Every security researcher builds their instinct the same way: by reading. CVE write-ups, exploit proofs-of-concept, CTF solutions, disclosure reports, the source of things that broke and the patches that fixed them. It takes years – and no single human can read it all.
A frontier language model has read essentially all of it. Every public CVE, every Metasploit module, every "here's how I popped this box" blog post, every academic paper on a new class of memory corruption. The entire written history of how software breaks sits in the training data – and unlike a human, the model doesn't forget the boring advisory from 2011 it skimmed once.
For years the story about AI and code was "it can write code." The more uncomfortable story of 2025/2026 is the other half: it can break code. And it is starting to do the one thing that used to separate elite offensive researchers from everyone else – combining unrelated weaknesses into a working chain – faster than any human team.
This is not a hypothetical. Let's look at what actually happened.
It finds real, previously-unknown vulnerabilities now
Not "spots a bug in a homework exercise." Real zero-days, in software you depend on.
- Big Sleep / SQLite (late 2024). Google's Big Sleep – an LLM agent from DeepMind and Project Zero – found an exploitable stack buffer underflow in SQLite. Project Zero called it the first public example of an AI agent finding a previously unknown, exploitable memory-safety issue in widely used real-world software. Traditional fuzzing (including SQLite's own harness) had missed it.
- o3 / Linux kernel (May 2025). Researcher Sean Heelan pointed OpenAI's o3 reasoning model at the Linux kernel's SMB implementation (ksmbd) and it found a genuine remote zero-day, now tracked as CVE-2025-37899 – no fuzzer, no special harness, just the model reading code and reasoning about it.
- The generalization (April 2026). Google's Threat Intelligence Group states it plainly: general-purpose frontier models can excel at vulnerability discovery even without being purpose-built for it, can help generate functional exploits, and are already being used this way by real threat actors marketing the capability on underground forums.
The real danger isn't finding one hole — it's combining them
Finding a single bug was never the hard part. The craft that took years to build was chaining: turning a "low severity" information leak plus a "medium" overflow plus a misconfiguration into one path to remote code execution. That is exactly the skill AI is now demonstrating.
- Teams of agents that chain across bug classes (June 2024). The academic system HPTSA uses a supervisor agent that explores a target and orchestrates specialist sub-agents, each focused on one vulnerability class. On real-world, zero-day web vulnerabilities past the model's knowledge cutoff and with no description of the flaw provided, it hit a 53% success rate over five attempts – within 1.4× of an agent that was handed the answer, while off-the-shelf vulnerability scanners scored 0%. The chaining across many vulnerability types is the whole point of the architecture.

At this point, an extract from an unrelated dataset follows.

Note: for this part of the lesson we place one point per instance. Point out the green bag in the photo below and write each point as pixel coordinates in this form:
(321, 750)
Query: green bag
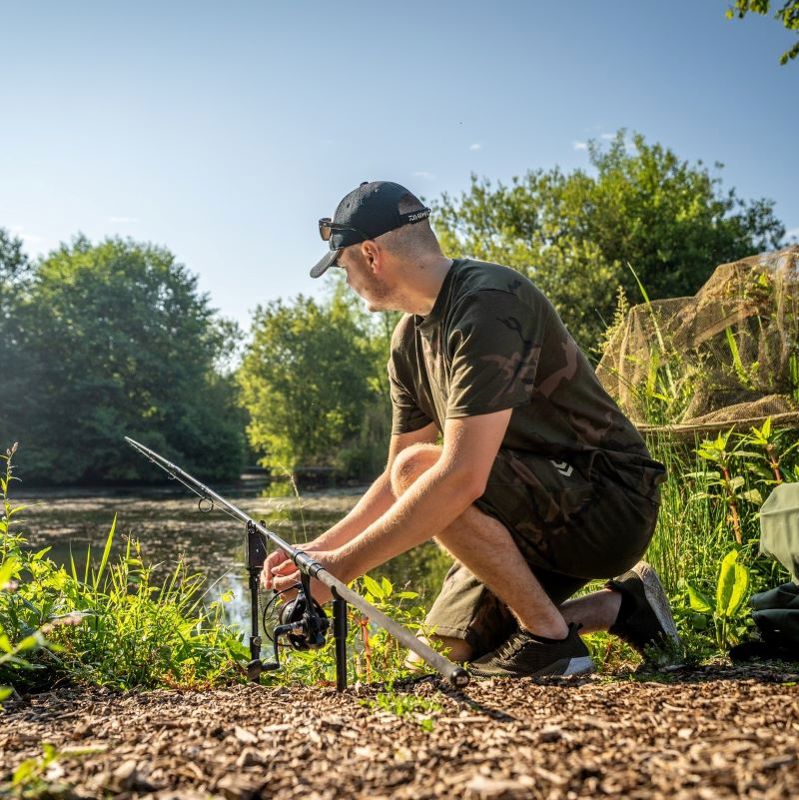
(776, 614)
(779, 527)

- From CVE line-item to working exploit (April 2024). In an earlier study, GPT-4 given nothing but the public CVE description built working exploits for 87% of the one-day vulnerabilities tested. Think about what that automates: the window between a vulnerability being disclosed and you patching it – where most real breaches actually live – shrinks from "weeks, and only if someone bothers" to "as fast as an agent can read the advisory."
- The severity model is collapsing (April 2026). The most important sentence in Google's 2026 threat report: AI agents can chain multiple low-level vulnerabilities together, collapsing the practical distinction between "remote code execution" and "seemingly benign, local-only" bugs. Translation: every medium- and low-severity issue you deprioritized is now a rung on a ladder an agent can climb.
This is the shift. The 2024 result that GPT-4 could autonomously hack 73% of test websites when simply told to was a warning shot. The chaining is the actual weapon.
It scales, and it lowers the floor
Two things happen at once: expert capability gets cheaper, and it gets available to people who never had it.
- Autonomous, at superhuman volume. XBOW's autonomous, AI-powered pen-testing system became the first non-human to reach #1 on HackerOne's US leaderboard (June 2025), submitting over a thousand vulnerability reports in a matter of months – out-producing thousands of human hackers.
- The floor drops. In August 2025 Anthropic disrupted an actor who used Claude Code as an active operational participant – not an advisor – in an extortion campaign against at least 17 organizations across healthcare, emergency services, and government, letting the AI decide which data to exfiltrate and how to word the extortion. Separately, a criminal with few real skills used Claude to build and sell ransomware for $400–$1,200; Anthropic notes the person could not have implemented the core malware without the AI.
The uncomfortable summary of this section: the knowledge that used to gate entry to serious offensive work is now a commodity, on tap, and tireless.
The sober part: a lot of it is still noise
If you stop reading here you'll over-correct into panic, so: the hype is running ahead of the measured reality, and that matters.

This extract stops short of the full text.